Patronizing a Prostitute: Felony vs. Misdemeanor
Sections 230.04, 230.05, and 230.06 describe whether someone faces misdemeanor or felony charges. Ultimately, the basis for the charges centers on the age of the prostitute. The more serious the offense, the greater the penalty. Specifically, the statute defines the crimes as follows:
Charges at the level of a class A misdemeanor, patronizing a prostitute in the third degree, involve someone over the age of 21 patronizing someone who is under the age of 17. Charges at the level of a class E felony, patronizing a prostitute in the second degree, involve someone over the age of 18 patronizing an individual who is under the age of 15. Charges at the level of a class D felony, patronizing a prostitute in the first degree, involve a person 18 years of age or older patronizing an individual who is less than 13 years old; or involve someone patronizing an individual who is under the age of 11. The age of the person patronizing the minor under 11 years is irrelevant.
The Penalties for Patronizing a Prostitute
Once again, the penalties levied at someone found guilty or pleading guilty or no-contest to patronizing a prostitute depend on the severity of the crime.

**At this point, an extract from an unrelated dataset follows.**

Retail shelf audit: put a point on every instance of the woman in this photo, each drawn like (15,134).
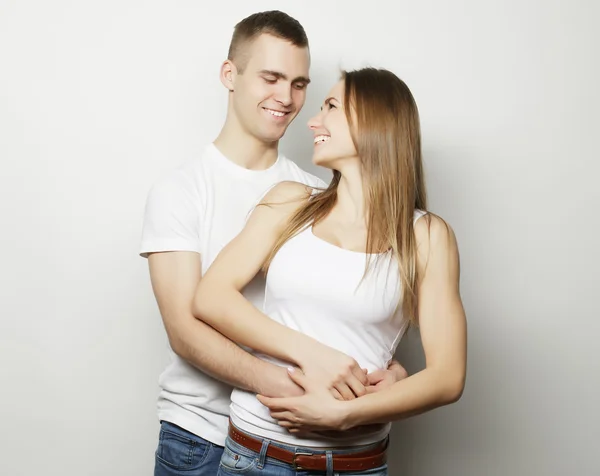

Is it a class A misdemeanor or a class E or D felony?
Anyone convicted of a class A misdemeanor faces a maximum of one year in jail or three years of probation. A fine of up to $1,000 could be imposed, as well.
A conviction of patronizing a prostitute in the second degree comes with the potential sentence of four years in prison. As for patronizing a prostitute in the first degree, a conviction presents a possible maximum sentence of seven years. Prior felony convictions do factor into increased sentencings.
Defenses to Patronizing a Prostitute
Defenses to patronizing a prostitute vary depending on the circumstances of the case. Insufficient evidence and entrapment rank as two possible defenses. The admissibility of evidence could be questioned by a competent defense attorney, as well.
The public does need to be aware law enforcement officials continually run sting operations to arrest “johns.” Vice squad officers have significant experience running these stings, meaning mistakes could be rare. When facing an uphill battle in court, a defense attorney may be able to plea bargain the charges. Also, the attorney might request leniency in sentencing, which could lead to a reduction in the penalty.
Discuss Matters with an Attorney
Facing charges for patronizing a prostitute, whether on the misdemeanor or felony level, is serious. A conviction leads to a criminal record, one that stays with you for life. Meeting with an attorney to discuss the charges and a viable defense should be a top priority.